妊婦の坐骨神経痛は妊娠中期から要注意!お尻が痛いときの改善法4選

監修医師 産婦人科医 藤東 淳也
藤東 淳也 日本産科婦人科学会専門医、婦人科腫瘍専門医、細胞診専門医、がん治療認定医、日本がん治療認定医機構暫定教育医、日本産科婦人科内視鏡学会技術認定医、日本内視鏡外科学会技術認定医で、現在は藤東クリニック院長... 監修記事一覧へ

妊娠してから坐骨神経痛に悩まされるという人は少なくありません。痛みを感じたときはどうすればいいのか知っておきたいですよね。

今回は、妊婦さんを悩ませる坐骨神経痛の原因や症状のほか、痛みの改善方法についてご説明します。

妊婦の坐骨神経痛の原因は?

日本人 女性 腰痛

坐骨神経痛は、腰から足にかけて伸びる「坐骨神経」が圧迫されることで、お尻から太ももの裏側、ふくらはぎなどにしびれや痛みなどの症状があらわれます(※1)。

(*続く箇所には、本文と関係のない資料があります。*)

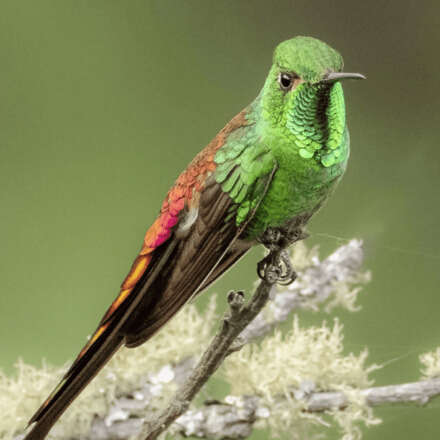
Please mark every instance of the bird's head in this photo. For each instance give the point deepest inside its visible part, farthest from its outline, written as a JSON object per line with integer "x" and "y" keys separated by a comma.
{"x": 302, "y": 95}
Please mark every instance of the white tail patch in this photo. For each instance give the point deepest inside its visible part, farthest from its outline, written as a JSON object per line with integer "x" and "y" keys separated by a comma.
{"x": 186, "y": 222}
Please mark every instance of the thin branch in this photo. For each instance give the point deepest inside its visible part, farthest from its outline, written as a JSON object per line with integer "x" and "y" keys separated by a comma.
{"x": 233, "y": 324}
{"x": 314, "y": 285}
{"x": 235, "y": 418}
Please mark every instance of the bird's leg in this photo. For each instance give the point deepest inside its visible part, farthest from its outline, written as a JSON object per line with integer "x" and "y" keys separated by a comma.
{"x": 276, "y": 266}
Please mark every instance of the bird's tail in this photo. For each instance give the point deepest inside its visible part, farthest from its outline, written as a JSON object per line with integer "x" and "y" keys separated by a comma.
{"x": 83, "y": 370}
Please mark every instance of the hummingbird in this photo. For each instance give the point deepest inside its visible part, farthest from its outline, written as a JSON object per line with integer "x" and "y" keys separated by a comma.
{"x": 259, "y": 181}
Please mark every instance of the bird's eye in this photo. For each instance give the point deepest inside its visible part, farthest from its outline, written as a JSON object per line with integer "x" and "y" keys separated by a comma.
{"x": 286, "y": 81}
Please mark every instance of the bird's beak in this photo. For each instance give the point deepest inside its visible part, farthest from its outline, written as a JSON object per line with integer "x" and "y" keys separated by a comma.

妊娠中は、大きくなった子宮に坐骨神経が圧迫されたり、お腹を支えるために反り腰になったりすることで起きやすくなります。

また、妊娠するとホルモンの影響で関節や靭帯が緩むことで、骨盤まわりに負担がかかりやすくなることも一因になります。

出産すると症状がやわらいだという人が多いですが、妊娠中にできる症状の改善方法を知っておくと、過ごしやすくなりますよ。

妊婦の坐骨神経痛改善法1.
寝る姿勢を変える

妊婦 休む

坐骨神経痛が起きたときは、無理せず身体を休めましょう。

休むときは腰とお尻に負担のかからないように、横向きで身体を曲げた体勢で寝ると少し痛みが改善されます。

左右どちらか一方に症状が出ているときは、痛みがある方を上にし、両側に症状が出ているときは比較的症状が軽い方を下にして寝ましょう。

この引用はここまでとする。